2°/ que lorsque le salarié présente des éléments de fait constituant selon lui une discrimination directe ou indirecte, il appartient au juge d'apprécier si ces éléments dans leur ensemble laissent supposer l'existence d'une telle discrimination et, dans l'affirmative, il incombe à l'employeur de prouver que ses décisions sont justifiées par des éléments objectifs étrangers à toute discrimination ; qu'il résulte des énonciations de l'arrêt attaqué que la lettre de licenciement adresse le 22 juillet 2013 à M. J... indiquait : « Je tiens à préciser que vous avez mêlé l'UTG au sein de STP et que vous avez créé des conflits entre cette union et la société qui vous avait embauché » ; qu'il en résultait que l'appartenance et l'exercice d'une activité syndicale avaient été prises en considération dans la décision de licencier en sorte que le salarié présentait des éléments de fait laissant supposer l'existence d'une discrimination ; qu'en jugeant le contraire la cour d'appel, n'a pas tiré les conséquences légales qui s'évinçaient de ses propres constatations et violé les articles L. 1132-1, L. 1134-1 et L. 2141-5 du code du travail ;

3°/ qu'interdiction est faite au juge de dénaturer les documents de la cause ; que le salarié produisait sa carte d'adhésion au syndicat Union des travailleurs guyanais (UTG) pour l'année 2013 ; qu'il résultait par ailleurs de la lettre de licenciement, dont les termes sont reproduits par le jugement confirmé, que M. J... avait « mêlé l'UTG au sein de STP » ; qu'en retenant, par motifs adoptés, que le salarié n'établit pas qu'il est adhérent à ce syndicat ni qu'il a effectué des démarches auprès de ce syndicat dans le cadre de son activité professionnelle, la cour d'appel a dénaturé ces pièces, en violation du principe susrappelé. »

Réponse de la Cour

6. Ayant, par motifs propres et adoptés, constaté, d'une part que la lettre de licenciement reprochait au salarié quatre griefs parmi lesquels l'activité syndicale ne figurait pas, et d'autre part que l'existence de l'abandon de poste de la part du salarié depuis le 22 avril 2013, reproché à celui-ci dans la lettre de licenciement, était démontrée, de sorte que cette faute rendait impossible la poursuite du contrat de travail, la cour d'appel qui en a déduit l'absence d'éléments laissant supposer l'existence d'une discrimination en raison de l'activité syndicale, a légalement justifié sa décision.
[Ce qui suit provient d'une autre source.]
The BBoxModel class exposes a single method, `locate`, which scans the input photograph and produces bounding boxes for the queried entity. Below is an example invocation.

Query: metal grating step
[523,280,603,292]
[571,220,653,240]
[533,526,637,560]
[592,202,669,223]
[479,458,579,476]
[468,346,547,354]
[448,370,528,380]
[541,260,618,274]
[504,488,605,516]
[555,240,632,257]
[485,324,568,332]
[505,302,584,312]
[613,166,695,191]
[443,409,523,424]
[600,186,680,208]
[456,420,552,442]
7. Le moyen, inopérant en sa troisième branche en ce qu'il critique des motifs surabondants, n'est pas fondé pour le surplus.

Mais sur le quatrième moyen, pris en sa première branche

Enoncé du moyen

8. Le syndicat fait grief à l'arrêt de déclarer irrecevable son action, alors « que le licenciement prononcé en considération de l'appartenance à un syndicat ou de l'exercice d'une activité syndicale porte atteinte aux intérêts collectifs de la profession représentée par un syndicat qui est donc recevable à demander réparation du préjudice en résultant ; en jugeant que le syndicat UTG ne démontre pas en quoi, le litige opposant M. J... à la société STP Manutention présente un intérêt collectif et n'a donc ni intérêt ni qualité à agir, la cour d'appel a violé l'article L. 2132-3 du code du travail. »

Réponse de la Cour

Vu l'article L. 2132-3 du code du travail :

9. Selon ce texte, les syndicats professionnels peuvent, devant toutes les juridictions, exercer les droits réservés à la partie civile concernant les faits portant un préjudice direct ou indirect à l'intérêt collectif de la profession qu'ils représentent.

10. Pour déclarer irrecevable l'intervention volontaire du syndicat, l'arrêt énonce que le syndicat n'a ni intérêt ni qualité à agir dans le cadre d'un litige sur le licenciement d'un salarié non protégé, un tel litige n'intéressant que la personne du salarié et non l'intérêt collectif de la profession.

11. En statuant ainsi, alors que la violation invoquée des dispositions relatives à l'interdiction de toute discrimination syndicale est de nature à porter un préjudice à l'intérêt collectif de la profession, la cour d'appel a violé le texte susvisé.

Portée et conséquences de la cassation

12. Après avis donné aux parties, conformément à l'article 1015 du code de procédure civile, il est fait application des articles L. 411-3, alinéa 2, du code de l'organisation judiciaire et 627 du code de procédure civile.

13. L'intérêt d'une bonne administration de la justice justifie, en effet, que la Cour de cassation statue au fond.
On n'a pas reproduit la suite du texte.